Well, I appreciate some sort of affirmation anyway. Thanks.Iacchus, I am willing to cede that on a certain (non-quantum) level, there is no such thing as randomness. I see where you're coming from on this. (Yes, I speak gibberish.)
Yet if the casino didn't base everything upon the odds that they would win more they would lose, they wouldn't be in business now would they? So, how would you go about calling that random?When a gambler throws a pair of dice down a craps table, the result is not entirely random. The size and weight of the dice, the shapes of the corners, the position of the dice before the throw, the force, spin, and momentum of the throw, even temperature and windspeed will affect the outcome. These are all non-random factors. If one wanted to do all of the math involved with the physics, one could indeed calculate exactly what the result of the throw would be. However, such math is beyond the realm of most mortal gamblers. For the purposes of the casino, the results are truly random.
I couldn't agree more. Indeed, we have the appearance of randomness but, what I'm asking is that we don't call something what it isn't.In much the same way that for the purposes of evolution, genetic mutations are random. Even though the causes of such mutations are based in a very real physics, those causes have little to do in the expression of whether the host organism gains any ability to catch a tastier rabbit, thus survive longer, thus birth a healthier litter.
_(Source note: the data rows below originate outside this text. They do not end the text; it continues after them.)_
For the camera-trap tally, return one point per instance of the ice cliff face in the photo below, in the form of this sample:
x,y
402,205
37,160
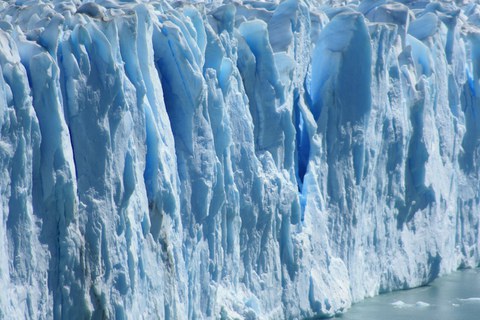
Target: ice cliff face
x,y
250,160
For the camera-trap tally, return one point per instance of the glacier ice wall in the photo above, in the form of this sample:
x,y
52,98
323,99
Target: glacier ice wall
x,y
251,160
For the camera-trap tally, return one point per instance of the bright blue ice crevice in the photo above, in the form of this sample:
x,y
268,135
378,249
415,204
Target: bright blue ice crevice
x,y
343,48
178,160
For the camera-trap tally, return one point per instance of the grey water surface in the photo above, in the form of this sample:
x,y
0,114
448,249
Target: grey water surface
x,y
452,297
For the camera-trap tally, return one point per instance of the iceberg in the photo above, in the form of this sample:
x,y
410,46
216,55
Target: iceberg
x,y
253,160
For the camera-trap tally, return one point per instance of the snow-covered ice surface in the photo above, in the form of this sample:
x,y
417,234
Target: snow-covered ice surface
x,y
253,160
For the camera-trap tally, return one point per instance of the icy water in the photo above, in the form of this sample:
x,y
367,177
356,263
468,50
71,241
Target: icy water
x,y
452,297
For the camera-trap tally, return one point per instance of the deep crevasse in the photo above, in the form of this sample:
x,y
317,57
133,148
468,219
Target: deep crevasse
x,y
253,160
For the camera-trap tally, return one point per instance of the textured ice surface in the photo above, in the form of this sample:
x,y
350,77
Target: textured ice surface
x,y
254,160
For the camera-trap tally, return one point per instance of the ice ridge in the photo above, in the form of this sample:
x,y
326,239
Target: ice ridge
x,y
252,160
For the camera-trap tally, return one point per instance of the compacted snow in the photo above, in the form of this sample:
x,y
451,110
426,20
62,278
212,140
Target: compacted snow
x,y
174,160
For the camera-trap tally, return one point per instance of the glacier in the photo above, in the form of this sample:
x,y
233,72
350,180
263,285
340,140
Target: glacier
x,y
222,160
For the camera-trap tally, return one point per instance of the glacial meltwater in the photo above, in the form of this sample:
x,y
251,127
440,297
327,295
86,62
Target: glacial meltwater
x,y
452,297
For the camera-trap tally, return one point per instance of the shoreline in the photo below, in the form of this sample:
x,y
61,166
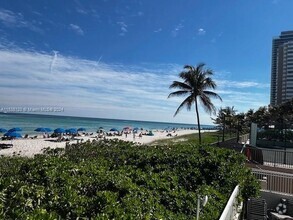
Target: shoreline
x,y
31,147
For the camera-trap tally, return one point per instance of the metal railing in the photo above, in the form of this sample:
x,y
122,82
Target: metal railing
x,y
270,157
231,210
275,181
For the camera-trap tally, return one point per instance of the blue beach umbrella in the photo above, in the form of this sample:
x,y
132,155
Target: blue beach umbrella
x,y
59,131
48,129
13,134
41,130
2,130
71,131
14,129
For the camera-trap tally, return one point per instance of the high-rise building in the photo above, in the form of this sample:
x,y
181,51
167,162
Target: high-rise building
x,y
282,68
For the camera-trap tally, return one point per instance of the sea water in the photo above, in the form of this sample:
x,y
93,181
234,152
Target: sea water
x,y
29,122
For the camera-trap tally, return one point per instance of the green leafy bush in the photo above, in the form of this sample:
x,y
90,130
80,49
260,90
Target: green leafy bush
x,y
116,179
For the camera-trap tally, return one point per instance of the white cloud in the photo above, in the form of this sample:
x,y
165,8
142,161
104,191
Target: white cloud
x,y
201,31
96,89
76,29
243,84
16,20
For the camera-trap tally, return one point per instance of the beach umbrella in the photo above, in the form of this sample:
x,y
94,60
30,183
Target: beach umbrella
x,y
14,129
48,129
13,134
135,130
41,130
59,131
71,131
2,130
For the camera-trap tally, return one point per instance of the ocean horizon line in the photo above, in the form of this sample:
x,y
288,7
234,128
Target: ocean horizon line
x,y
88,117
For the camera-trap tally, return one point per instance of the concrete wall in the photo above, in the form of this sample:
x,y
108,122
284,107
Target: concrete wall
x,y
273,198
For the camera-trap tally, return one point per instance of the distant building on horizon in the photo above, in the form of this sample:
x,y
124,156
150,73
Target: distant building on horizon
x,y
282,68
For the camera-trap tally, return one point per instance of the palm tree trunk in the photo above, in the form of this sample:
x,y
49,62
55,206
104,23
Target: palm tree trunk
x,y
198,123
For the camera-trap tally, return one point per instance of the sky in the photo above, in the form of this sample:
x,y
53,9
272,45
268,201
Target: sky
x,y
117,59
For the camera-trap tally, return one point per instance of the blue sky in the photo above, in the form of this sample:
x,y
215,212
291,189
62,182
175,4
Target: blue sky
x,y
116,59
The granularity of evolution is not sufficiently granular enough to care. For all intents and purposes, it's all random.
Same with the dice. The gambler doesn't care about about microscopic imperfections of the dice. Such things will not make enough of a difference in the way the house sets its odds. Nor does it -- and this is the important thing -- imply that such imperfections are evidence of long term advanced planning by a superior intelligence has cosmically determined that Joe Schmendirck from Reno will hit a hard eight.
Things can unfold without advance planning. Anyone who's worked on a long term office project can attest to this.